Leo set her on her pillow and put the tray on the low table beside them. They took turns feeding each other until they had eaten everything. Kyra couldn’t finish what Leo had brought her, but she smiled and fed him the rest.

“You are what they call a bottomless pit.”

He stretched out next to her. “There is a lot of me to fuel.”

“Most Irin I’ve met aren’t as tall as you. Most Grigori are taller, but they’re not as strong.”

“It’s probably simple genetics. Everyone in my family was tall. But my cousin and I…” He winked. “We may have written a few spells to give us an edge. I don’t know if they worked or if it’s just in our blood.”

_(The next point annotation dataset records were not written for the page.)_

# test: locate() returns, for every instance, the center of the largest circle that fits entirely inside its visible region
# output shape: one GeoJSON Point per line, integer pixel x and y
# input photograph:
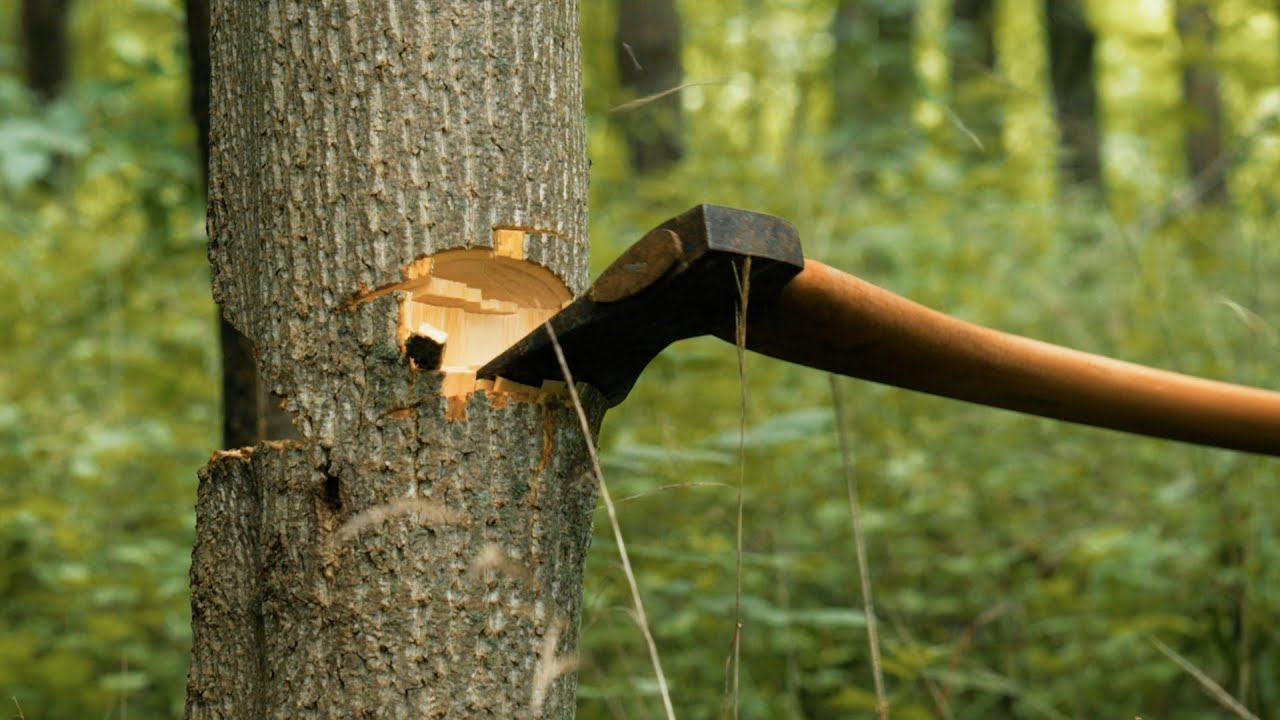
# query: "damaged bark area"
{"type": "Point", "coordinates": [458, 309]}
{"type": "Point", "coordinates": [396, 195]}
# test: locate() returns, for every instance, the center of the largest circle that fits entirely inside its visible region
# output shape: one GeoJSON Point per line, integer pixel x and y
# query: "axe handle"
{"type": "Point", "coordinates": [835, 322]}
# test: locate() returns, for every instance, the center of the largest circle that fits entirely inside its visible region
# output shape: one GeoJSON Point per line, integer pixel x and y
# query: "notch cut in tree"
{"type": "Point", "coordinates": [461, 308]}
{"type": "Point", "coordinates": [374, 172]}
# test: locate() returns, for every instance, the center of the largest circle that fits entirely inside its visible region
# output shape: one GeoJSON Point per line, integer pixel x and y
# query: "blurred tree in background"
{"type": "Point", "coordinates": [1100, 174]}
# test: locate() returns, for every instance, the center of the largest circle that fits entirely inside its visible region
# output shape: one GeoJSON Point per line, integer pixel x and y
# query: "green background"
{"type": "Point", "coordinates": [1022, 568]}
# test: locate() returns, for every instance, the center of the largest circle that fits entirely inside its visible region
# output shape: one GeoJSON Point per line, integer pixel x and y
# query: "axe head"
{"type": "Point", "coordinates": [682, 279]}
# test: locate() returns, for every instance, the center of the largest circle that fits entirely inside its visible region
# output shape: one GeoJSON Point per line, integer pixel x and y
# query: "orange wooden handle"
{"type": "Point", "coordinates": [835, 322]}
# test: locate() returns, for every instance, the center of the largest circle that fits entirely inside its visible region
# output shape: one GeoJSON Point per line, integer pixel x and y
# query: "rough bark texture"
{"type": "Point", "coordinates": [648, 57]}
{"type": "Point", "coordinates": [250, 414]}
{"type": "Point", "coordinates": [44, 45]}
{"type": "Point", "coordinates": [350, 140]}
{"type": "Point", "coordinates": [393, 563]}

“So your parents were tall as well?”

“I believe so. I didn’t know my mother, just a few things about her. She was a healer. Sometimes I think I have memories of her, but I don’t know if I’m really remembering or whether they’re memories others have told me. Both of Max’s parents were killed in the Rending. Our mothers were twin sisters. I think that’s why we look so much alike.”

“Your father?”

“I did meet him when I was seven. He was a mystery. Everyone assumed he was dead for many years. And we were never close. I don’t think he was ever the same man after he lost my mother. Our grandfather is the one who raised us. He wrote our first spells.” Leo turned over to show the line of spells that ran down his back. “Until we went to the academy, he cared for us. And he was very tall. He was our mother’s father, so Max and I were all he had left.”

So the Rending had taken Leo’s family from him too. Though it happened before her birth, Kyra still felt a pang of guilt anytime one of the Irin mentioned it.

“It had nothing to do with you,” Leo said.